Senses: Children under the age of three explore and learn through their senses. To support development across all areas, use the following activities to engage and excite your baby or toddler.
- Listening Walk: Build awareness of the sounds of every day life. Take a stroll to a park or through your neighborhood. Help your child hone in on the sounds you're hearing, both natural and human-made. Explore every day sounds that interest your child, such as watching the dump truck work, or scouting out the nest of the bird in the tree.
- Packing Bubbles Pop Play: Tape down a sheet of packing bubbles and tiptoe or stomp across them.
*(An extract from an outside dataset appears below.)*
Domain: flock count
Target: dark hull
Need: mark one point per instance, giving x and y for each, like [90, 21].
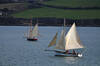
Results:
[32, 39]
How many can your child pop?
- Shake, Rattle, and Roll: Experiments with sounds provide your baby with basic lessons about music.
- Fun With Wrapping Paper: Captivate your child with the sights and sounds of these crinkly activities.
- Sound Discrimination: Pour unpopped popcorn, dry beans, dryrice or dry noodles into a cleaned water bottle. Glue gun or crazy glue on the top — or ensure the cap is fitter tightly closed. Place the bottle in a clean sock. Let your child explore the different sounds.
- As he gets older, can he guess what is in the bottle without looking?
- Make two of each kind and see if your child can find the match.
- Have your child shake the bottle out of the sock and then inside the sock and talk about the differences you hear.